Dole Food investors shake the Murdock buyout money tree
The CEO of Westlake Village-based Dole Food David Murdock could be heading to trial after a Delaware Chancery Court judge refused to throw out a case against the executive’s 2013 deal to take the company private.
According to the suit, investors claim to have dug up evidence that put Dole directors and Murdock’s ability to negotiate freely into question. The suit also calls out Murdock and Deutsche Bank AG, which helped structure the deal, for allegedly manipulating the transaction at the expense of shareholders.
In a Feb. 5 ruling, Judge Travis Laster said investor questions as to how the deal was negotiated were legitimate.
“Murdock had previously threatened and taken punitive action against directors who did not accede to his wishes,” Laster wrote in his ruling.
Representatives from Dole did not respond to Business Times’ requests for comment in time for this report. The judge’s decision was not unexpected at Deutsche Bank, a person familiar with the matter told the Business Times. The ruling doesn’t represent any findings as to the actions of the bank, and the institution maintains it acted within its rights, they said.
“Neither Murdock or Deutsche Bank needs to have acted with an intent to harm Dole’s stockholders. Self-interested conduct is sufficient,” Laster said in his opinion.
Murdock took part of Dole private in 2000 when he acquired real estate assets previously spun off by the company. In 2003, Murdock took Dole private in a $2.5 billion deal; however, he reversed course and took Dole public in 2009, raising $446 million.
What makes the current case against Murdock and those involved in the most recent privatization deal more interesting is that many of the same players from the 2003 buyout are reprising their roles.
According to The New York Times, four of the directors on Dole’s seven-member board, including Murdock, were directors when the company was public the first time. Two of the directors are former or current executives of Dole, with more than a decade at the company.
Murdock’s advisers — the law firm Paul, Hastings, Janofsky & Walker and Deutsche Bank — played the same roles in the first buyout. Even the lawyers for the special committee of independent directors, Sullivan & Cromwell, were counsel to the underwriters on Dole’s 2009 IPO, according to The New York Times.
With the same cast in place, it isn’t too much of a stretch to think that some connections in Murdock’s latest deal are a little too greasy this time around. And this is just one of the reasons Dole investors are getting an unfair shake.
In the deal valued at $1.2 billion that closed Nov. 1, 2013, Murdock paid $13.50 per share to take the company private. However, shortly after the deal closed, several major investors filed appraisal claims, again in a Delaware court, looking to squeeze more money out of the transaction.

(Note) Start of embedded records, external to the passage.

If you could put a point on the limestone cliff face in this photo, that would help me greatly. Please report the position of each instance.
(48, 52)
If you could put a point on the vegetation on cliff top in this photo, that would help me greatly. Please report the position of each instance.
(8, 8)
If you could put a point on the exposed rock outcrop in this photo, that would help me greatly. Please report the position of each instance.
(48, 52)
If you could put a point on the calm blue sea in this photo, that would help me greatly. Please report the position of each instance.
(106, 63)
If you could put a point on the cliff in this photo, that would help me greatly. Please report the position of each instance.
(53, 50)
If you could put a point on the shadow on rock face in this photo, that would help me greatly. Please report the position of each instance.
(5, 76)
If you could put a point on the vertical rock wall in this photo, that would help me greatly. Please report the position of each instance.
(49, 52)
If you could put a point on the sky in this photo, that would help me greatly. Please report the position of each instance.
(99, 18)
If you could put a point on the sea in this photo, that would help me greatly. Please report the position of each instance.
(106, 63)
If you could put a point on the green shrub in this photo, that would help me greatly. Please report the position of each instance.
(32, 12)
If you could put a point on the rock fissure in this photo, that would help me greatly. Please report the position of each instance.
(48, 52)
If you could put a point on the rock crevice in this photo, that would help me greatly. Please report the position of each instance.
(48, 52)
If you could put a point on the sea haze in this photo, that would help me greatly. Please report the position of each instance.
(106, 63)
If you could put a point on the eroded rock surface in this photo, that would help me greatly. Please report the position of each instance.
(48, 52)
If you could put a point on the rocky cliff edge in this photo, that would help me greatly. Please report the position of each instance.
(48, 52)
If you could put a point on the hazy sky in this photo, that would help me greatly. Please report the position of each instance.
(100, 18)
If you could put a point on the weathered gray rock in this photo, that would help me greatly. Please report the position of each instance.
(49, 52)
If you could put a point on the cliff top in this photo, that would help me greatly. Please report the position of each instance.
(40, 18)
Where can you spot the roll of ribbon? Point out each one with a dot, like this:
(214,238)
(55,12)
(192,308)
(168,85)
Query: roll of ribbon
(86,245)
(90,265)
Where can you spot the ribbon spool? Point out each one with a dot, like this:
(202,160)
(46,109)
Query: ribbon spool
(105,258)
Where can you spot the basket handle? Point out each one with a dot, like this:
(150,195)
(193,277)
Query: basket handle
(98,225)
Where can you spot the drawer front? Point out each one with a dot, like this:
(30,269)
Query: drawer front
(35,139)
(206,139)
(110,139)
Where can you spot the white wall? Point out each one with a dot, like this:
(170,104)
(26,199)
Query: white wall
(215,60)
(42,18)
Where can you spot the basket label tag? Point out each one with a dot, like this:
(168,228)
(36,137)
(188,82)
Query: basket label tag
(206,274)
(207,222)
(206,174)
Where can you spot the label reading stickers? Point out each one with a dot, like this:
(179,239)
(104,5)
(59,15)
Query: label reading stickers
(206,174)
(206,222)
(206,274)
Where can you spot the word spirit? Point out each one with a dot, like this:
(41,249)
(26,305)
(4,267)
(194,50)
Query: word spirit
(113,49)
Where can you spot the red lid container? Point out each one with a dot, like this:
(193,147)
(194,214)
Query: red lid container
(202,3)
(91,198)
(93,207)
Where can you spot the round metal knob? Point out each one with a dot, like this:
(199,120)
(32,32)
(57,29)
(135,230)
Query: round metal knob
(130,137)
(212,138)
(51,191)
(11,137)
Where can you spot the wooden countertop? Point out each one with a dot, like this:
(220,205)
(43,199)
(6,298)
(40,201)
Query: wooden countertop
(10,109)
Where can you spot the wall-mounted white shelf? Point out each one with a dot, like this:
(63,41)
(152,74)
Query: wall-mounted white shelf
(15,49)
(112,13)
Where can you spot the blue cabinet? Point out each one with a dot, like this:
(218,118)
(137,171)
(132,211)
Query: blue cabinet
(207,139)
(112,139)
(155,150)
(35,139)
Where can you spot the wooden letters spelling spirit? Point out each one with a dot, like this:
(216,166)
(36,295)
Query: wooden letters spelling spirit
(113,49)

At the start of the litigation, the Wall Street Journal reported that a 2007 ruling by the Delaware court opened the door to more appraisals when it allowed investors to claim appraisal on shares they acquired after a deal’s record date, the date that determines which shareholders are entitled to vote on a deal.

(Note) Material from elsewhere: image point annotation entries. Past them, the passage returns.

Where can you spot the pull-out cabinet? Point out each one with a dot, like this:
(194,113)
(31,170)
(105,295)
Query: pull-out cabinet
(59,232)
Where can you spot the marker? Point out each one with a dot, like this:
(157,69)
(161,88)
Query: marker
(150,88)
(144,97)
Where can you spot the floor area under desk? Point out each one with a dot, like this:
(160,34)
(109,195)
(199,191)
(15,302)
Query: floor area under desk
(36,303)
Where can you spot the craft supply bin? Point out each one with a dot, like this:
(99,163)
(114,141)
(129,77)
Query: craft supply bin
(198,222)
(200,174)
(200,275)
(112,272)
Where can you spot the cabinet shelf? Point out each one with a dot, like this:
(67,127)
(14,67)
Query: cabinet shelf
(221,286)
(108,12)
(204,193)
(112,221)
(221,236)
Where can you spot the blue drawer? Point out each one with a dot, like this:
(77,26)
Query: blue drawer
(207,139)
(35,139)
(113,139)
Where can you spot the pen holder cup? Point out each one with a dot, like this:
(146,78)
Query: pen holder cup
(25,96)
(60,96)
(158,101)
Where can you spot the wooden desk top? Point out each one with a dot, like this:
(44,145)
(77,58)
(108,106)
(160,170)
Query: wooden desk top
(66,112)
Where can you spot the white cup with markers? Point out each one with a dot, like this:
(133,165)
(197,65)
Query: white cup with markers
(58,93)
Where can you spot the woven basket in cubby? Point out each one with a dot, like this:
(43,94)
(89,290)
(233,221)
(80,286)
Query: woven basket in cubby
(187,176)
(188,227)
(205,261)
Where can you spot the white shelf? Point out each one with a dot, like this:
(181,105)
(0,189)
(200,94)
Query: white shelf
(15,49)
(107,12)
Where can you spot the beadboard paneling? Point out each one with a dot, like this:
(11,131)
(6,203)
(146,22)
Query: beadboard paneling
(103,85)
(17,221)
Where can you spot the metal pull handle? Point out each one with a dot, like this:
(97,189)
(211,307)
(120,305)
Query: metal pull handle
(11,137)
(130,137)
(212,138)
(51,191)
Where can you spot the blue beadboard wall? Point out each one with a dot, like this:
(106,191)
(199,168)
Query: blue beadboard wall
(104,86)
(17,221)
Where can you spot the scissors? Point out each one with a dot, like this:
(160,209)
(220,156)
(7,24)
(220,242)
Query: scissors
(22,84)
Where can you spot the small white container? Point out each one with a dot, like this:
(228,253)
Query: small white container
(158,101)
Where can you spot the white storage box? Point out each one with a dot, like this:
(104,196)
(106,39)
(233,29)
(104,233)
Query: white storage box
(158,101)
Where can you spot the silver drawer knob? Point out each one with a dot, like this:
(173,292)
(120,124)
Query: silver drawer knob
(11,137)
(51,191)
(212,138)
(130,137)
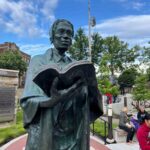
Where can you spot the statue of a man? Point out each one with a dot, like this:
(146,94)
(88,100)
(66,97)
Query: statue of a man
(57,122)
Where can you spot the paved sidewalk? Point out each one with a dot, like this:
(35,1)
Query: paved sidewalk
(124,146)
(19,144)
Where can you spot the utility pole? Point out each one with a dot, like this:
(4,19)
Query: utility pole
(89,21)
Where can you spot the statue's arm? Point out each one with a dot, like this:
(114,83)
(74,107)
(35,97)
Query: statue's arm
(58,96)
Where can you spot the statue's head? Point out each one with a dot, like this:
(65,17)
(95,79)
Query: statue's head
(61,34)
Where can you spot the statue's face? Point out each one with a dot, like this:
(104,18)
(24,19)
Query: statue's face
(63,36)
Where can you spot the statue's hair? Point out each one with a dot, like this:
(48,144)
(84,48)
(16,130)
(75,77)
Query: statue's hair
(53,28)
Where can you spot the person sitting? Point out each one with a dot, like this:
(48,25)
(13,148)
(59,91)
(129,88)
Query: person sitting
(143,134)
(124,125)
(141,114)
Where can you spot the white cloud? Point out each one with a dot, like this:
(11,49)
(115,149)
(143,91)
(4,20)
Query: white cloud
(138,5)
(134,29)
(25,17)
(34,49)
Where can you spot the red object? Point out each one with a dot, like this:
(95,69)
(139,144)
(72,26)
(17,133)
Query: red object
(110,97)
(143,136)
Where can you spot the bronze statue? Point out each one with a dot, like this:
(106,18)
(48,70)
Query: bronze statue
(59,121)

Ripe Holdings, Fortress Investment Group — also the parent of Ripe Holdings — Hudson Bay Capital Management and Merion Capital were all late stock purchasers before the buyout that filed claims.

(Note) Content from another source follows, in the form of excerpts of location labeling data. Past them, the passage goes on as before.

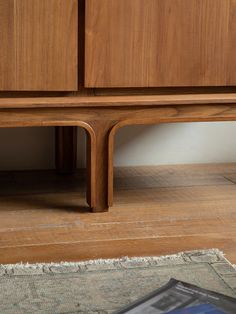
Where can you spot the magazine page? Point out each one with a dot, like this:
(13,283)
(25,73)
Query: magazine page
(178,295)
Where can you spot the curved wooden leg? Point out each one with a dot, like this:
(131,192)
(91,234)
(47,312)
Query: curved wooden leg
(66,149)
(98,167)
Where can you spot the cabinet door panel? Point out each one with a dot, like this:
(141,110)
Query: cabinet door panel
(40,47)
(151,43)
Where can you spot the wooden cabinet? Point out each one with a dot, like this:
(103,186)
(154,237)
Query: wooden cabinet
(38,45)
(154,43)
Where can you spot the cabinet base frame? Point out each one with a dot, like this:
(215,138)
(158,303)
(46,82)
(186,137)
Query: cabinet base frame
(101,125)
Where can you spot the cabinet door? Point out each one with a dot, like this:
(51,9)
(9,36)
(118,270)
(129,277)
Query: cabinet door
(152,43)
(38,45)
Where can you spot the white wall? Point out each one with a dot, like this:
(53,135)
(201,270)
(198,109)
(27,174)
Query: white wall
(33,148)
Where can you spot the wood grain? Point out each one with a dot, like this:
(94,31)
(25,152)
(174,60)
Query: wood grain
(39,47)
(159,43)
(44,217)
(119,100)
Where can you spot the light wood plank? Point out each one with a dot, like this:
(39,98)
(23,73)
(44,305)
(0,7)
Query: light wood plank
(47,220)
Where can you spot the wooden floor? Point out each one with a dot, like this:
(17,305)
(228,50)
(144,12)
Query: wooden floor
(157,211)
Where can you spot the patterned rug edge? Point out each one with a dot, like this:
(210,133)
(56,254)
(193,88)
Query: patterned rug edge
(186,256)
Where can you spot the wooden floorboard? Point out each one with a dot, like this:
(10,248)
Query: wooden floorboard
(157,210)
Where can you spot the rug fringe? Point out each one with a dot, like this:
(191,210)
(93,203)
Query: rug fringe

By letting firms come into the stock and seek appraisal after the record date, the decision lowered the risk that the vote on the deal would fail, as record-date holders who want to seek appraisal must vote no. The shift also gave investors time to review financial information that is often published after a record date is set.
Appraisal is a legal proceeding in which dissenting stockholders in a cash-out merger can ask a judge to determine the fair value of their shares. Both sides submit dueling valuations, and a judge can choose one or decide upon another.
Additionally, the low-interest environment has been the basis for a rising tide of appraisals. Investors are guaranteed interest on their claims of 5 percent above the federal funds rate, whether they win or not. The risk for investors is that shares can be appraised below the deal price; also, appraisal litigation can take years, tying up investors’ money in the meantime.
A trial for the current case is set for Feb. 23.